All decisions concerning protection are left to municipal officials, and that can be a problem, the report says, because fire safety is “just one area of priority for northern Quebec’s young municipalities.”
The KRG receives $700,000 a year from Quebec’s public security department, and spends $420,000 to coordinate regional fire prevention and activities and $250,000 into training annually, but less money is still spent per capita in Nunavik on prevention than in southern Quebec.
The idea of the “fire safety cover plan” is to try to reduce losses and make resources more efficient.
The plan estimates Quebec will need to spend another $4.5 million in order to bring Nunavik’s equipment and infrastructure up to par.
The plan makes 17 recommendations, calling for training, prevention, education and more money.
It suggests a switch to fire trucks that use a compressed air foam system, because this method requires only 10 per cent as much water.

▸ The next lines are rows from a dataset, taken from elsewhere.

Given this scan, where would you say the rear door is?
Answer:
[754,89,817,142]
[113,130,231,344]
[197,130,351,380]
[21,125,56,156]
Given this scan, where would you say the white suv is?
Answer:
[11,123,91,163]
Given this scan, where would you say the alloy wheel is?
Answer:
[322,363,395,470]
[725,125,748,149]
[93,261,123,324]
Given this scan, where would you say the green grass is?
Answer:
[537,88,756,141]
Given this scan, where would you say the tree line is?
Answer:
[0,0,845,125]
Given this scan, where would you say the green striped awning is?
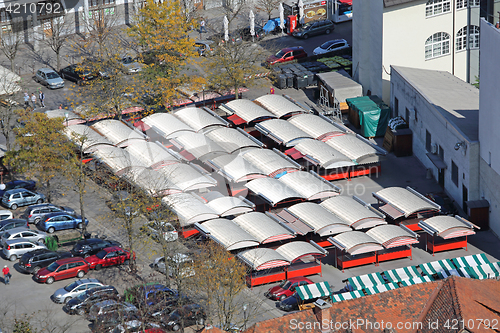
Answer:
[382,266,420,282]
[469,262,500,280]
[295,281,331,301]
[348,273,385,290]
[418,259,456,275]
[401,276,434,287]
[438,267,479,279]
[331,290,365,303]
[452,253,490,267]
[365,283,399,295]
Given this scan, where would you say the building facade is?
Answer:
[352,0,480,103]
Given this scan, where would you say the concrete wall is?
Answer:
[391,69,479,208]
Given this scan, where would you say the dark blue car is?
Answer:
[38,212,89,234]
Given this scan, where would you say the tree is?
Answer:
[203,42,268,98]
[5,112,73,202]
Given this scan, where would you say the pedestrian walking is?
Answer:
[2,265,12,285]
[38,90,45,108]
[24,92,30,108]
[31,93,36,110]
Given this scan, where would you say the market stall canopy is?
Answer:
[328,231,384,255]
[64,125,113,154]
[174,107,229,132]
[238,248,290,271]
[372,186,441,219]
[285,139,357,170]
[195,219,260,249]
[255,119,312,147]
[205,154,267,183]
[418,215,479,239]
[142,113,195,139]
[254,94,307,118]
[288,113,345,142]
[233,212,295,244]
[241,149,301,177]
[219,99,276,124]
[321,195,387,230]
[285,202,352,237]
[205,127,264,154]
[92,119,147,147]
[366,224,418,249]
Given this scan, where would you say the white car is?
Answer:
[313,39,349,55]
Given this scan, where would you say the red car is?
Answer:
[34,257,90,284]
[266,46,307,66]
[85,246,135,270]
[264,276,314,301]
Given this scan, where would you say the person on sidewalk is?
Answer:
[38,90,45,108]
[2,265,11,285]
[31,93,36,110]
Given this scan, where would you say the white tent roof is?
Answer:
[320,195,387,229]
[233,212,295,244]
[205,127,262,154]
[64,124,113,153]
[206,154,266,182]
[162,193,219,227]
[225,99,276,123]
[288,113,344,141]
[142,113,195,139]
[174,107,227,132]
[285,202,352,237]
[279,171,340,200]
[254,95,306,118]
[242,149,300,177]
[294,139,356,169]
[92,119,146,147]
[255,119,312,147]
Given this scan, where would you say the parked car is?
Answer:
[313,39,349,55]
[71,238,122,258]
[153,253,195,278]
[266,46,307,66]
[292,20,335,39]
[59,64,98,85]
[50,279,103,303]
[34,257,90,284]
[38,212,89,234]
[2,188,45,210]
[19,249,73,274]
[0,227,47,246]
[87,246,135,270]
[0,180,36,196]
[63,286,118,315]
[0,219,30,237]
[87,299,137,321]
[164,304,207,331]
[0,209,14,221]
[2,239,47,261]
[21,203,76,224]
[35,68,64,89]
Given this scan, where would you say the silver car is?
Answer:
[50,279,103,303]
[0,227,47,246]
[2,238,47,261]
[35,68,64,89]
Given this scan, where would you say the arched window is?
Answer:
[456,25,479,51]
[425,0,451,17]
[425,32,450,59]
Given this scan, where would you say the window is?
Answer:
[425,0,451,17]
[457,0,481,9]
[456,25,479,51]
[425,130,432,152]
[425,32,450,59]
[451,161,458,186]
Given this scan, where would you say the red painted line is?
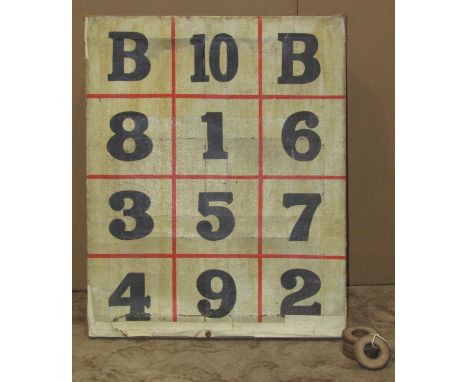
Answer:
[86,174,346,180]
[262,94,346,99]
[176,94,258,99]
[177,253,258,259]
[88,253,172,259]
[176,175,258,179]
[263,254,346,260]
[88,253,346,260]
[86,174,172,179]
[86,93,172,99]
[86,93,346,100]
[263,175,346,180]
[257,16,263,322]
[171,17,177,321]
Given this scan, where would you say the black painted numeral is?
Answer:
[280,269,322,317]
[197,192,235,241]
[107,111,153,162]
[283,193,322,241]
[109,191,154,240]
[109,273,151,321]
[278,33,320,84]
[202,112,228,159]
[197,269,237,318]
[190,33,239,82]
[281,111,322,162]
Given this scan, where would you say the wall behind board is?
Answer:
[72,0,395,290]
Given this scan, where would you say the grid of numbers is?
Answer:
[86,17,346,336]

It also recommends that volunteer firefighters should be paid for at least 60 hours of work annually, and the KRG should provide uniforms for firefighters in every community.
The plan says there should be public safety officers in every community, as is already the case in Kuujjuaraapik and Kangirsuk.
“It is hoped that other Nunavik municipalities will follow the example.”
At the recent meeting of the Kativik Regional Government’s regional council, councilors learned funds from the Sanaruutik Agreement on social and economic development could be used to help pay for this position.